Paris’e neden gideyim? Eyfel Kulesi’ni neden göreyim? Daha önce belki yüzlerce kez ve her açıdan gördüğüm o görsel manzarayı tekrar görmek bana ne verecek. Gidip önünde fotoğraf çektirmek ve “Ben buradaydım” demek için biraz pahalı bir zevk bu. Tırtıklıyoruz deneyimi ucundan kıyısından. Görmemiz gereken yerleri öncenden görmek istiyoruz. En azından kısmen. Peki neden? Hayal kırıklığı yaşamamak için mi? Peki bu yaşadığımız şeyin adı ne? Bir yerde bir yanlışlık var ama ne? Sanırım biliyorum.

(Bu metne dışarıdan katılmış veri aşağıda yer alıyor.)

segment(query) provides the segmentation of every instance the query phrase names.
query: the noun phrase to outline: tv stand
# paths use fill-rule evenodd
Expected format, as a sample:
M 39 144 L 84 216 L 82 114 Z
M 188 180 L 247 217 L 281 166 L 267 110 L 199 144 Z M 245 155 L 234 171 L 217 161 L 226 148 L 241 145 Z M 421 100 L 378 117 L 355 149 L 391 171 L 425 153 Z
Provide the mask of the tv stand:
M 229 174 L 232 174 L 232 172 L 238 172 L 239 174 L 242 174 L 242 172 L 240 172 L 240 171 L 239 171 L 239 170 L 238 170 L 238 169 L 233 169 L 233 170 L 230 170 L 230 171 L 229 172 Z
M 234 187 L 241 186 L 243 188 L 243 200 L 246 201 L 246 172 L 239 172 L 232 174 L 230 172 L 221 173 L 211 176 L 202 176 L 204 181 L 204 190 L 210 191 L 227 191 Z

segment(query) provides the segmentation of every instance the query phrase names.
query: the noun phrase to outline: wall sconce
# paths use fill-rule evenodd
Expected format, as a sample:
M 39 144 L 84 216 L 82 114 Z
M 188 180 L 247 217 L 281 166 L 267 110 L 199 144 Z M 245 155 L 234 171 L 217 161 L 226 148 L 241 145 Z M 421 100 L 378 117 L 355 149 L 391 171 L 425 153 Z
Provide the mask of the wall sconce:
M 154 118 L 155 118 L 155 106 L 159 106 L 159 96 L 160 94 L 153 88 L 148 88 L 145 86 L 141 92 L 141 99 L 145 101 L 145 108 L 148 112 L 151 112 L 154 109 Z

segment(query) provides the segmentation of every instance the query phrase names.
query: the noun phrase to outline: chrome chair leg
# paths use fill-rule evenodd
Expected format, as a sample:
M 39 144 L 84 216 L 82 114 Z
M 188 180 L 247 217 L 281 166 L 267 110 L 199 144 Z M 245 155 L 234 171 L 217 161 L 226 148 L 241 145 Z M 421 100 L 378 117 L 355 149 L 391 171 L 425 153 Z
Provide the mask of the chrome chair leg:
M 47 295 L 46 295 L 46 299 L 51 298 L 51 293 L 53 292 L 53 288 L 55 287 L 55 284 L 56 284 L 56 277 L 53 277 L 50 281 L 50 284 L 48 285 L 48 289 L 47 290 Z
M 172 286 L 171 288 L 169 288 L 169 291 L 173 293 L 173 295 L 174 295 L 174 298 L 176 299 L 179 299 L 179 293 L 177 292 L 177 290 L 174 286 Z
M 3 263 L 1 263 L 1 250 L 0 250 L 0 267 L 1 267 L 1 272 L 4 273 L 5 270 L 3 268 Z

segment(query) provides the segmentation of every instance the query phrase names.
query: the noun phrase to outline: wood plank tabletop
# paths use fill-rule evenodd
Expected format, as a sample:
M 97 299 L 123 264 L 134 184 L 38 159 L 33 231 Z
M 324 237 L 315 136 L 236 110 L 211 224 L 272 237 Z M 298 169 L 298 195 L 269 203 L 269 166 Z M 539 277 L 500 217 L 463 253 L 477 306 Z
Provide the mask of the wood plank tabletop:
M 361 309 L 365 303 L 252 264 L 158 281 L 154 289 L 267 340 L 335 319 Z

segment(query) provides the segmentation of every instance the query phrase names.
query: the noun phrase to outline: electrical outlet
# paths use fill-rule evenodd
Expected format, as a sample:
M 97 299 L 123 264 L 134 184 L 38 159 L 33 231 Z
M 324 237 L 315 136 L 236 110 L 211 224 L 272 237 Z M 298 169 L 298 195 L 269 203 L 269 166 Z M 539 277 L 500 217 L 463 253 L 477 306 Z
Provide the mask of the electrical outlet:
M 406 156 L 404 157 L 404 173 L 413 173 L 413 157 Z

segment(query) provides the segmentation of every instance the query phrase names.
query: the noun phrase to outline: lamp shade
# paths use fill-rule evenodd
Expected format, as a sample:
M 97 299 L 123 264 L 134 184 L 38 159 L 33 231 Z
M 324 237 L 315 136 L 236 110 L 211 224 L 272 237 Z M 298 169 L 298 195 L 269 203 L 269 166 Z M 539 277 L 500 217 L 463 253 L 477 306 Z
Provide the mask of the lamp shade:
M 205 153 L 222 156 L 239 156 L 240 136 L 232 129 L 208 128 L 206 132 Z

Bir arkadaşınla olmadık bir yerde karşılaşmanın verdiği zevki tarif edebilir misin bana? Ya da hiç ummadığın bir anda eski bir dosttan ne zaman haber aldın? Ya da en son ne zaman radyoda çıkan bir şarkıyla tüylerin diken diken oldu? Ya da en son nereye gittin de gördüğün manzara karşısında şaşkınlıktan ağzın açık kaldı?

Mutluluk, bahş edilen değil uğruna çalışılıp kazanılan bir şey olduğu günden beri bir görev haline geldi. Mutlu olma görevini layıkıyla yerine getirmek için elimizde listelerle yaşıyoruz hayatı.

Adı ve yönetmeni dışında hakkında hiç bir şey bilmediğim bir filmi izliyorum. Ne kadar kötü bir film. En son ne zaman bu kadar kötü bir film izledim hatırlamıyorum. Yo yo… hatırlıyorum. “Meksika Katliamı” isimli bir filmdi. Nevalle gitmiştik, üniversitedeydik. Belki 6 sene oldu. Sonra adı ve yönetmeni dışında hiç bir şey bilmediğim bir başka film izliyorum. Ne mükemmel film. En son ne zaman bu kadar iyi bir film izledim hatırlamıyorum. IMDB gibi lanetler hayatımıza girdiğinden beri çok kötü filmler izleyemiyoruz, hayal kırıklıkları yaşayamıyoruz. Öte yandan tırtıkladığımız hayaller ve beklentilerin oluşturduğu ön yargılar hiç bir filme hayran olmamaya neden oluyor. Farkında değiliz. Aynı şey gezip gördüğümüz yerler için de geçerli. Fotoğraflarını görerek ve pek çok deneyimi önden tırtıklayarak aslolanın böğrüne nacak vuruyoruz farkında değiliz.

Formül basit. Bilgiyi al. Olabildiğince az al. Deneyimi vaktine havale et, kısmen de olsa yaşamaya çalışma. Deneyimin heyecanını öldüren tüm kişi ve araçları da gözden uzak tut. O kadar.